I am working on an OpenACC computational fluid dynamics code to increase the granularity of computations inside a loop by breaking down the overall computations to bunch of small operations. My final goal is to reduce the amount of registers per threat by split the original complex task to small simpler series of tasks on the GPU.

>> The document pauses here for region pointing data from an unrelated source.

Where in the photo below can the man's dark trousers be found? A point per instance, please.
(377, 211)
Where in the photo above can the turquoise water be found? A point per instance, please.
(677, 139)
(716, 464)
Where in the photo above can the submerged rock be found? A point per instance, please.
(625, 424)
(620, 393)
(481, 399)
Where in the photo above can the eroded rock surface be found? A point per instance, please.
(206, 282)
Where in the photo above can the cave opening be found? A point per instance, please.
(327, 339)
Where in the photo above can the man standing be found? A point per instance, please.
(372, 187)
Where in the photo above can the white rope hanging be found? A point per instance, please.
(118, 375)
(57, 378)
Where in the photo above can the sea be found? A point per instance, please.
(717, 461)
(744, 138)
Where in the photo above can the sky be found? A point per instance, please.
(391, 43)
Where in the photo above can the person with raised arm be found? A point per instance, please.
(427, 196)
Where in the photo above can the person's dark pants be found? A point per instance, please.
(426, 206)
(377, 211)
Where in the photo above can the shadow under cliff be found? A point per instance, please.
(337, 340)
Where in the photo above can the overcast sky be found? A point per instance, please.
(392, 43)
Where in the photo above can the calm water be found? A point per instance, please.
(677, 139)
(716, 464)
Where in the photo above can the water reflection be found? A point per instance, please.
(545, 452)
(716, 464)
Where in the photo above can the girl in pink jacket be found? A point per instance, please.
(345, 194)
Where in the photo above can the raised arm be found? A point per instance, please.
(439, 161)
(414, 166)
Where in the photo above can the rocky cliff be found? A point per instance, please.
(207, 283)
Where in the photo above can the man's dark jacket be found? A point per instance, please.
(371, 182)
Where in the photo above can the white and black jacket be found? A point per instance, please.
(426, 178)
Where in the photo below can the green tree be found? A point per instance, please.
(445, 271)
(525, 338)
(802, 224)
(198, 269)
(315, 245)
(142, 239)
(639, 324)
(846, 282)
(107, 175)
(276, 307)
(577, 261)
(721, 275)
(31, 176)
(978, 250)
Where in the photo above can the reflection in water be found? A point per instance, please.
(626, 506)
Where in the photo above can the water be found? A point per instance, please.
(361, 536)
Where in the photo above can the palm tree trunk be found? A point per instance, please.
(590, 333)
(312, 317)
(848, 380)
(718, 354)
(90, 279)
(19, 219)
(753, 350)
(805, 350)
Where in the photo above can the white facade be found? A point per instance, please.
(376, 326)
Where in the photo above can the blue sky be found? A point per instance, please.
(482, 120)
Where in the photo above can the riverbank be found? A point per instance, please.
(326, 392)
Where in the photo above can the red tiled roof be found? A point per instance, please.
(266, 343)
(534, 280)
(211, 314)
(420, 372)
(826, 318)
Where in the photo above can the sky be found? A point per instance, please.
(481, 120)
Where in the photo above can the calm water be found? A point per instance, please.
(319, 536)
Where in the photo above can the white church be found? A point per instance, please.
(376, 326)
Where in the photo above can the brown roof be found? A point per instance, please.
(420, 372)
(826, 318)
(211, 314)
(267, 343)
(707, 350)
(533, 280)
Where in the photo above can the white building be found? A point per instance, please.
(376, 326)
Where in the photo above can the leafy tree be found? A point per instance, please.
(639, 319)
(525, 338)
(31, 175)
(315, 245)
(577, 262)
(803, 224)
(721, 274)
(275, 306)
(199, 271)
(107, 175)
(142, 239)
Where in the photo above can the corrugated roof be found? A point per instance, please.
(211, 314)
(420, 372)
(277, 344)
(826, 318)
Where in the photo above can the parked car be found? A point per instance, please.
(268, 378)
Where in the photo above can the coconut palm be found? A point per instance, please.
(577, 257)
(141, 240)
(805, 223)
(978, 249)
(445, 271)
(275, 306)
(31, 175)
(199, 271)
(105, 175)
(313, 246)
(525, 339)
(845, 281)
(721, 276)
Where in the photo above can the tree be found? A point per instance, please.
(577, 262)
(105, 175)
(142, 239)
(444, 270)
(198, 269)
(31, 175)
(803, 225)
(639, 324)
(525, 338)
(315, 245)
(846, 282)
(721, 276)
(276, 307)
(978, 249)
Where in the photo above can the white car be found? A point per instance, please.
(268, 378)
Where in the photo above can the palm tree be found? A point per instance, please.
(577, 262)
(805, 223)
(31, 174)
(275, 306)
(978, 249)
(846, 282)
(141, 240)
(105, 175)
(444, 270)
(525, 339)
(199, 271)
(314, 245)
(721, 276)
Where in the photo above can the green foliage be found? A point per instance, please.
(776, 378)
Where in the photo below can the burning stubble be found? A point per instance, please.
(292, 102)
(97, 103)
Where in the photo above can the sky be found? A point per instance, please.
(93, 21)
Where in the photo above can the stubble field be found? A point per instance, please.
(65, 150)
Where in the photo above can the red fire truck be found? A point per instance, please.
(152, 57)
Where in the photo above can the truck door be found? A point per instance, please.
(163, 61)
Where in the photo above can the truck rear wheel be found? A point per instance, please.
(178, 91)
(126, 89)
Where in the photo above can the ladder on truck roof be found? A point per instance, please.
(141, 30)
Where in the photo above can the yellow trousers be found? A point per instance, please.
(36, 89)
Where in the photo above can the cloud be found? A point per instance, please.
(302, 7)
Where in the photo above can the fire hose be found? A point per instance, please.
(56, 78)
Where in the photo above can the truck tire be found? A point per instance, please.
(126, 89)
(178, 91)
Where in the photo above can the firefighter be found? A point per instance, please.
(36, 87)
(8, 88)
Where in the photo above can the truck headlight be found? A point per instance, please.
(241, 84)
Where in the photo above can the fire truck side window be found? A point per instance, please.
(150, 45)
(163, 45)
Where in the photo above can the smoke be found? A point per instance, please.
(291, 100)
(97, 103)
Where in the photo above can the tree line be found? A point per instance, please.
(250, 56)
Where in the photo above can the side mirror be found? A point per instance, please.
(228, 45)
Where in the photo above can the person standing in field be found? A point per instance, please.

For instance, I have many formulas to compute for a specific node of the computational domain:
!$acc parallel loop ...
do i=1,n
D1 = s(i+1,1) - s(i-1,1)
D2 = s(i+1,2) - s(i-1,2)
...
R = D1 + D2 + ...
enddo
As you see, I can spread the computation to threads of a block and at the end sum up the results (by reduction) to R. Therefore, I defined an inner parallel loop as follows:
!$acc parallel loop
do i=1,n
!$acc parallel loop ...
do j=1,m
D[j] = s(i+1,j) - s(i-1,j)
end
!$acc parallel loop reduction(+:R)
do j=1,m
R = R + D[j]
enddo
enddo
However, I need to define D as a shared memory for all threads but I don't know actually what is the best way for OpenACC? (I used !$acc cache but I got worse performance). Also I need to send some unchanged data to constant memory and again I don't know how I can.
Is there any efficient way to implement this idea to OpenACC? I really appreciate your help.
Thanks a lot, Behzad